Two years after AlphaFold, researchers in CASP15 reveal the capabilities and limitations of the AI system.
In 1994, Professors John Moult and Krzysztof Fidelis founded the Critical Assessment of Protein Structure Prediction (CASP), a biennial competition to predict protein folds.
Participating research groups use a variety of methods to try to predict protein structures that have already been empirically uncovered by other scientists but have not yet been published.
In December 2020, the team published the results of CASP14: Deepmind's AlphaFold 2.0 predicted the structure of 70 of the nearly 100 protein sequences to be solved in the competition as accurately as experimental methods. This achievement was a breakthrough. Some researchers called the artificial intelligence a solution to the 50-year-old problem of protein folding.
CASP15 poses new challenges for artificial intelligence
The impressive 2020 success presented a challenge to biologist John Moult of the CASP team and his colleagues. "People say, ‘Oh, we don’t need CASP anymore, the problem was solved.’ And I think that’s exactly the wrong way round," Moult said according to a report in Nature.
Instead of simply continuing to collect the best scores for a problem that has already been solved, the team added new challenges and modifications to old ones. These include, for example, predictions about the interactions between proteins and other molecules such as drugs, or about the different shapes some proteins can take.
AlphaFold dominates CASP15 even without Deepmind
The results of CASP15 have now been published. Two years later, AlphaFold still dominates the competition.

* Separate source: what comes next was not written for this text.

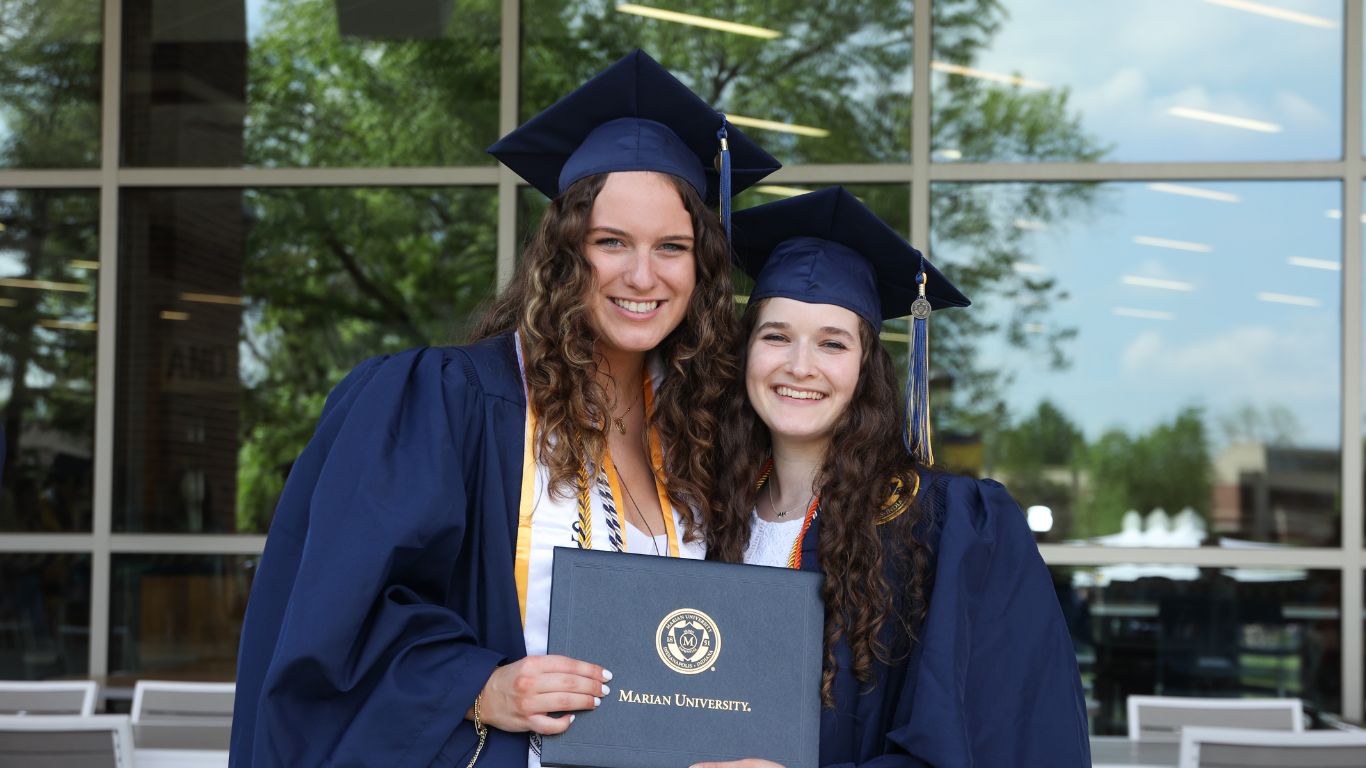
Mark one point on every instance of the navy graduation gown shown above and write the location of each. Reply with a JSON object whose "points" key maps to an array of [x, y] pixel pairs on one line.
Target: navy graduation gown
{"points": [[385, 595], [992, 681]]}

Deepmind itself did not participate in this round, but AlphaFold has been open source since 2021 and the most successful participants have integrated Deepmind's AI system into their approaches.
In predicting the shape of individual proteins, participating teams achieved moderate improvements in accuracy. "The accuracy is already so high that it's hard to improve on it," Moult said.

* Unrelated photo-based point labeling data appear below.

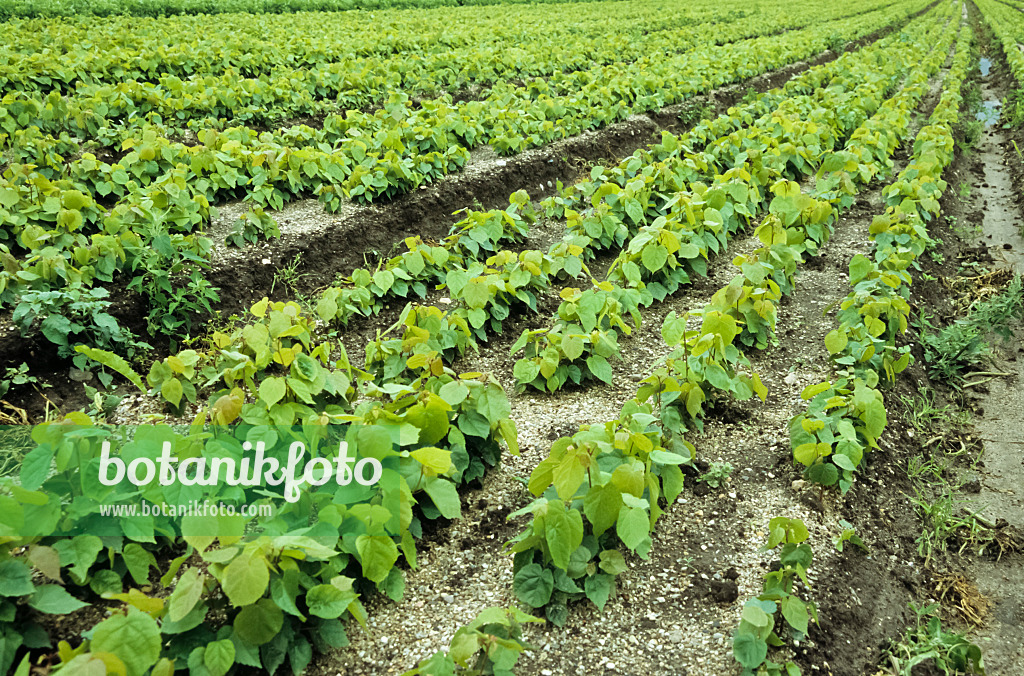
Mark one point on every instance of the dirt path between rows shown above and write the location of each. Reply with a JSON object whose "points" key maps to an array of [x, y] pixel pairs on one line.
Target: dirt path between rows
{"points": [[675, 614], [998, 493]]}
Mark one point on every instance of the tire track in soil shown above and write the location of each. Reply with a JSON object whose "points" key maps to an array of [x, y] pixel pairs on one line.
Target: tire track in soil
{"points": [[992, 205], [675, 613]]}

Aside from AlphaFold's proven capabilities, several teams this year also demonstrated how the AI system can be used with modifications to predict protein interactions. Compared to CASP14, systems using such AlphaFold variants have made significant improvements and are slowly approaching the accuracy of experimental methods.

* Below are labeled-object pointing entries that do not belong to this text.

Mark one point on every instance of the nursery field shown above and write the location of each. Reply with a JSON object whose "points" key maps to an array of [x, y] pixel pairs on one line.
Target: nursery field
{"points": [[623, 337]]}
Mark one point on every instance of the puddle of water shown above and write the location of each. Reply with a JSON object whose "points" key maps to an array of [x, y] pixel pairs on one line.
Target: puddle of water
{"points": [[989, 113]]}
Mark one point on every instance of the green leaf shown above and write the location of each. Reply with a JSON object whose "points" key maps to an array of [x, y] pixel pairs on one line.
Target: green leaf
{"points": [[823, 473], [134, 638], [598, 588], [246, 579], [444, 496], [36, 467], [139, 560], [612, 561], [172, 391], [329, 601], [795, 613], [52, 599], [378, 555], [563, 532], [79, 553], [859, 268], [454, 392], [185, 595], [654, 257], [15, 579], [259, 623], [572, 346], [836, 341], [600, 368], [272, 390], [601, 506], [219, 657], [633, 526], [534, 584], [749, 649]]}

AlphaFold needs to get better and language models could help
But to achieve the accuracy of the time-consuming experimental methods, further refinements are needed, say researchers involved. One possibility for innovation are language models like Meta's ESMFold, which predict protein structures instead of words.
In direct comparison with AlphaFold, these methods were well behind, but they could be useful for predicting how mutations change a protein's structure, according to researchers.
"The low-hanging fruit has been picked," says Mohammed AlQuraishi, a computational biologist at Columbia University in New York City. "Some of the next problems are going to be harder."